EnBW-Milliarden-Deal: Mappus sucht E-Mails
Baden-Württembergs ehemaliger Ministerpräsident feierte sich einst für den Teilkauf des Atomkonzerns EnBW. Jetzt beschäftigt sich ein Untersuchungsausschuss mit ihm.
STUTTGART taz | Es ist inzwischen ein gutes Jahr her, dass Stefan Mappus (CDU) im Landtag vor die Kameras trat, um seinen vermeintlichen Coup zu verkünden: "Die EnBW-Aktien kommen heim", erklärte der damalige Ministerpräsident Baden-Württembergs im Dezember 2010.
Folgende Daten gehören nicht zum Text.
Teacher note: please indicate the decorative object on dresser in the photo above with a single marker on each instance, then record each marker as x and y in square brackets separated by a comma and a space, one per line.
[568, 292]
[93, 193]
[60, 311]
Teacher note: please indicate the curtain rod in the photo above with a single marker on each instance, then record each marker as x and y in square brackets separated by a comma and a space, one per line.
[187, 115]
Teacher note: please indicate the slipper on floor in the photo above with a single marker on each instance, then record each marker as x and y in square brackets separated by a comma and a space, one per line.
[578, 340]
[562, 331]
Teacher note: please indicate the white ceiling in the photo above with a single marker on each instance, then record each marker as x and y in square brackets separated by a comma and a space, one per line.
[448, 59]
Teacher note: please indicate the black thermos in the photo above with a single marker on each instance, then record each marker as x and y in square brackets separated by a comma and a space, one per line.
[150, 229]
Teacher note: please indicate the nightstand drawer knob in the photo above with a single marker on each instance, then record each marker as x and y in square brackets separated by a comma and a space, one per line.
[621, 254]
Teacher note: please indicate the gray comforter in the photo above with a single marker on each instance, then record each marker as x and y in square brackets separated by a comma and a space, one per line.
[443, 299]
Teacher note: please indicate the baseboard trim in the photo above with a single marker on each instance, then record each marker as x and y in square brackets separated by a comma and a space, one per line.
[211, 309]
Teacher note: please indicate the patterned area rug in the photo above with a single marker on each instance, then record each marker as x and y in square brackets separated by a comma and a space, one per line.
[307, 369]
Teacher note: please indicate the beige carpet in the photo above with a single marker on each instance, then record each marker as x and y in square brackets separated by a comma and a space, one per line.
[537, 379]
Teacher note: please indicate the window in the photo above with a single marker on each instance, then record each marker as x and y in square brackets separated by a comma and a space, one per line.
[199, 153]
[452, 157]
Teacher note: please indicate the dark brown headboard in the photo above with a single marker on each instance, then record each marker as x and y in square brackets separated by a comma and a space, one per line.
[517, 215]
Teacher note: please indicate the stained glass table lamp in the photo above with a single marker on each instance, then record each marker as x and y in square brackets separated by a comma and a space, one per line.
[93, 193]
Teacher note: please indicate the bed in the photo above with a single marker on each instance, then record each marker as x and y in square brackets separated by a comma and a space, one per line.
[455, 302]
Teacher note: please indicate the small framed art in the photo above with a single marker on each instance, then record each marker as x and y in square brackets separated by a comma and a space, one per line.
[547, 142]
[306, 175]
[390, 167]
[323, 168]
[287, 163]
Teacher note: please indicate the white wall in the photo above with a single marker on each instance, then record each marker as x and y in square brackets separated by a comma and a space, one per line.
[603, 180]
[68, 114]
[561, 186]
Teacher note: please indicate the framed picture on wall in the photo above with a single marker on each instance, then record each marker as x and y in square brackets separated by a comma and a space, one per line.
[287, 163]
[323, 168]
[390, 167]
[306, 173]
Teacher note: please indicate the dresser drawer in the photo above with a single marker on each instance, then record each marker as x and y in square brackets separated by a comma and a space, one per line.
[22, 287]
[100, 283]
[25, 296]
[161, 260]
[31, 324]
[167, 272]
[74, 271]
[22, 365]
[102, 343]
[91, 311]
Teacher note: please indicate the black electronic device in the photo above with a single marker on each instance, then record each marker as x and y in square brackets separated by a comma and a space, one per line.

Ein Fünf-Milliarden-Deal durch das Land Baden-Württemberg, bei dem bis heute vieles unklar ist, vor allem, wer dafür gesorgt hat, dass der Landtag beim Kauf nicht mitreden durfte. Das soll von Freitag an ein parlamentarischer Untersuchungsausschuss im Landtag klären, in dem die neue, grün-rote Landesregierung nun die Mehrheit hat.
Bereits im Oktober hat der Staatsgerichtshof bescheinigt, dass Mappus verfassungswidrig gehandelt hat. Er hat allerdings stets behauptet, dass der französische Energiekonzern EDF auf eine Umgehung des Landtags bestanden habe, sonst wäre der Kauf nie zustande gekommen. Widersprüchliche Aussagen von EDF-Sprechern ließen allerdings immer wieder Zweifel daran aufkommen.
Ungeklärt ist auch die Rolle der Anwaltskanzlei Gleiss Lutz, die Mappus beraten hat: Inwieweit hat sie gegenüber dem Ministerpräsidenten verfassungsrechtliche Zweifel geäußert? Ebenso stellt sich die Frage, welchen Part Dirk Notheis von der Investmentbank Morgan Stanley spielte, der den Milliardendeal abgewickelt hat. Hatte er seinen Duzfreund Mappus vor dem wirtschaftlichen Risiko gewarnt? Verfolgte er eigene Vorteile und drängte auf den Kauf?
Schlecht beraten von seinen Freunden?
In den vergangenen Tagen gab es zudem Verwirrungen um den Verbleib einer wichtigen E-Mail. Darin gibt die Anwaltskanzlei grünes Licht für den Kauf, ohne die Zustimmung des Landtags - für Mappus der Beweis, dass er sich an den Rat seiner Anwälte gehalten habe. Das Staatsministerium konnte die E-Mail nach eigenen Angaben in den Unterlagen zunächst nicht finden, weshalb Mappus der neuen Regierung "Geschichtsklitterung" und Manipulation vorwarf.
Am Dienstag tauchte die Mail dann doch auf: Die Staatsministerin Silke Krebs (Grüne) teilte mit, sie sei erst nachträglich von der Investmentbank Morgan Stanley zur Verfügung gestellt worden. Die Bank sprach von einem "Versehen". Nicht umsonst soll sich der Ausschuss auch damit beschäftigen, wie die Verantwortlichen ihr Handeln dokumentiert haben.
Es sei unglaublich, ärgerte sich Krebs, dass der Kauf der EnBW-Anteile nicht in Regierungsakten dokumentiert sei. "Das kann nur aus Mailverkehren rekonstruiert werden, die ebenfalls nicht dokumentiert sind, sondern nun von den damaligen Beteiligten wiedergefunden werden", sagte die Staatsministerin. Die Aufklärung dieser Zusammenhänge wird mindestens ein halbes Jahr in Anspruch nehmen.